What are Investment Treaties and Who Qualifies for Protection?

Investment treaties protect investors of one treaty party when treaties grant investors and their investments certain protections under international law from harm caused by the government, including: (a) non-discrimination; (b) protection from expropriation; and (c) fair and equitable treatment, comprising for example protecting investors’ legitimate investment-backed expectations, ensuring due process, and preventing arbitrary conduct.

Many companies have successfully structured foreign investments under investment treaties and received monetary compensation for harm.

Companies’ structures can be a dispositive factor when tribunals consider jurisdiction, because treaty protections require that foreign investors have jurisdiction as a national of a qualifying state. Some recent examples involve funds investing abroad and benefitting from lawful nationality planning when the host government harmed those investments.

In Gramercy v. Peru, two U.S. investors brought claims against Peru regarding their Peruvian agrarian bonds. Peru objected to jurisdiction alleging abuse of process based on the investors’ nationality planning. In 2022, the tribunal held that the claimants did not engage in abuse of process, because restructuring an investment to protect from possible future disputes amounted to legitimate investment planning. The tribunal subsequently found that Peru breached its treaty obligations vis-à-vis the investors, and ordered Peru to pay approximately $100 million.

Hedge fund Elliott Associates successfully arbitrated a case against South Korea. Elliott Associates filed for arbitration, alleging that South Korea breached the treaty by facilitating a controversial merger. South Korea argued that the claim should be dismissed, because Elliott Associates allegedly structured its investment to gain treaty protections at a time when the dispute was foreseeable. In 2023, the tribunal in its award rejected South Korea’s argument, because Elliott Associates was unaware of South Korea’s intended interference in the merger when Elliott Associates acquired additional shares to prepare for a potential proxy fight as a minority shareholder. The tribunal held that South Korea breached the treaty and ordered South Korea to pay $108.5 million.

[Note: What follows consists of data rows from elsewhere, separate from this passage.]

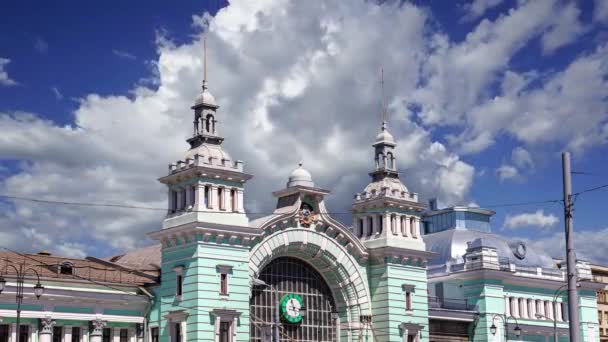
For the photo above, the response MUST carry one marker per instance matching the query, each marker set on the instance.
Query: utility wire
(138, 207)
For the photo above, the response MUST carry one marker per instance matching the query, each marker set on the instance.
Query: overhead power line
(141, 207)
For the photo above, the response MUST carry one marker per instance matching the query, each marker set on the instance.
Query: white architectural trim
(72, 316)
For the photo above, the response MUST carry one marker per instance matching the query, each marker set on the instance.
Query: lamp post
(505, 320)
(21, 272)
(260, 282)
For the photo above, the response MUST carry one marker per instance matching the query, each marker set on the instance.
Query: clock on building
(291, 308)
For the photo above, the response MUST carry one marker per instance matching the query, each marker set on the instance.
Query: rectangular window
(224, 283)
(154, 333)
(76, 334)
(179, 284)
(106, 336)
(57, 334)
(220, 198)
(177, 328)
(24, 333)
(234, 200)
(225, 331)
(207, 199)
(3, 332)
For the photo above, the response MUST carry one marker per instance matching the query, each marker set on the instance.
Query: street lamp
(21, 272)
(260, 282)
(505, 319)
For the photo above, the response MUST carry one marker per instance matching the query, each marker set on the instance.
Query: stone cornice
(206, 232)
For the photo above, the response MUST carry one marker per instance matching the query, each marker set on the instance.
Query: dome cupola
(300, 177)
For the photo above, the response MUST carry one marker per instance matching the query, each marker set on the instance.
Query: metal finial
(383, 100)
(205, 62)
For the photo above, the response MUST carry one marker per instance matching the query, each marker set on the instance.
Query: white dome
(205, 97)
(301, 177)
(385, 137)
(393, 187)
(207, 151)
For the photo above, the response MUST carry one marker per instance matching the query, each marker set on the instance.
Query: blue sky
(483, 95)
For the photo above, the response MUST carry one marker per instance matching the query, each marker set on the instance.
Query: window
(24, 333)
(177, 329)
(234, 200)
(66, 268)
(207, 195)
(154, 334)
(223, 283)
(179, 285)
(413, 227)
(76, 334)
(360, 227)
(106, 336)
(3, 332)
(220, 198)
(192, 190)
(57, 334)
(224, 331)
(124, 335)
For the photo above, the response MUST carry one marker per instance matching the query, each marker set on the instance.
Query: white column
(558, 311)
(199, 193)
(188, 195)
(515, 307)
(214, 201)
(407, 226)
(548, 310)
(183, 330)
(523, 308)
(386, 223)
(239, 201)
(67, 333)
(532, 309)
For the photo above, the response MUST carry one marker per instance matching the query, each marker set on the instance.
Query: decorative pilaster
(96, 330)
(46, 329)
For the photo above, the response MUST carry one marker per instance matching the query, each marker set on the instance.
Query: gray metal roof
(451, 245)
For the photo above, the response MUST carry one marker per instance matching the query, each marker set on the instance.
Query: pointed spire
(383, 100)
(205, 62)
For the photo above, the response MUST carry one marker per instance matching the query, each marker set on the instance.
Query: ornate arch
(345, 277)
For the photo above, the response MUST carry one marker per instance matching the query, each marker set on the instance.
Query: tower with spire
(207, 185)
(386, 213)
(387, 220)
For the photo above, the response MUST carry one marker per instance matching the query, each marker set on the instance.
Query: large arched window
(286, 275)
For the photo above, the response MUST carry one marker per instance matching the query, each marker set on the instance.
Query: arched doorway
(291, 276)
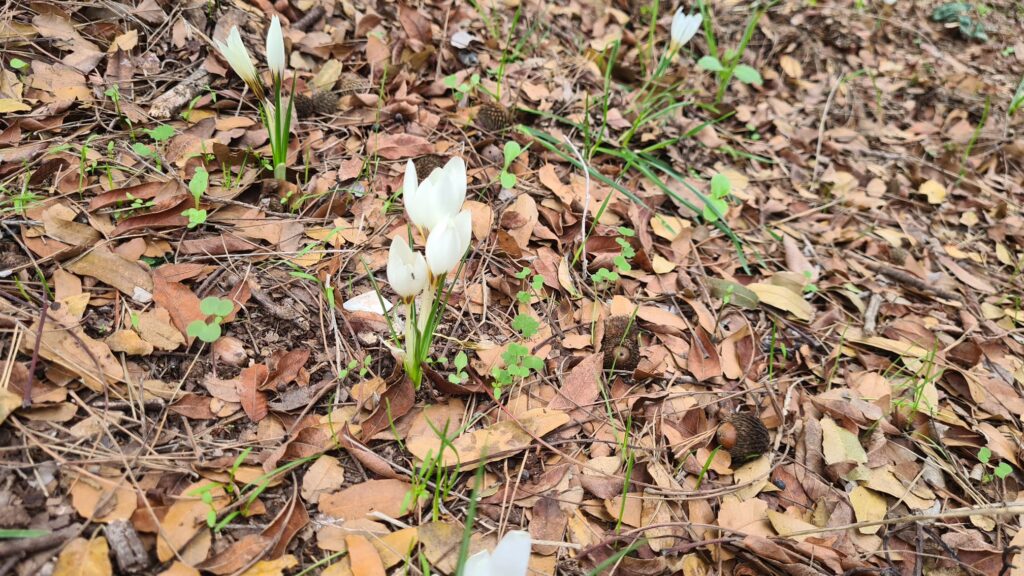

In Carlyle v. Morocco, Carlyle Group brought investment treaty claims against Morocco for treaty breaches related to the disposition of crude oil owned by the Carlyle’s investment vehicles. Morocco challenged the tribunal’s jurisdiction arguing that the investors lacked standing because they made their investments through Cayman-registered special purpose vehicles. According to public reports, in 2022, the Carlyle Group and Morocco negotiated an agreement leading to the dispute’s discontinuance and Morocco agreeing to pay $14 million to the Carlyle Group.

When is Corporate Restructuring Impermissible?

Investment treaty tribunals have imposed some limitations on the types of permissible investment restructurings. Therefore, investors should structure their investments with investment treaty considerations at the outset, or at minimum before any harm incurred at the hands of the host state.

However, restructuring at a later time is also possible, depending on the timing and nature of the host government’s harmful acts. But tribunals differ in their approach to late-stage restructurings. For example, in the 2015 landmark case Philip Morris International (PMI) v. Australia, the tribunal held that it had no jurisdiction to decide the claim, because PMI engaged in an abuse of process by changing its corporate structure when it foresaw that the government was going to pass a law which led to the dispute. Thus, investors should evaluate and adjust their corporate structure before a dispute is reasonably foreseeable.

In sum, planning the corporate structure of foreign investments with an eye towards treaty protections is a critical step to plan ahead for possible disasters. If foreign investors ensure treaty protections are in place as early as possible, it will maximize those protections.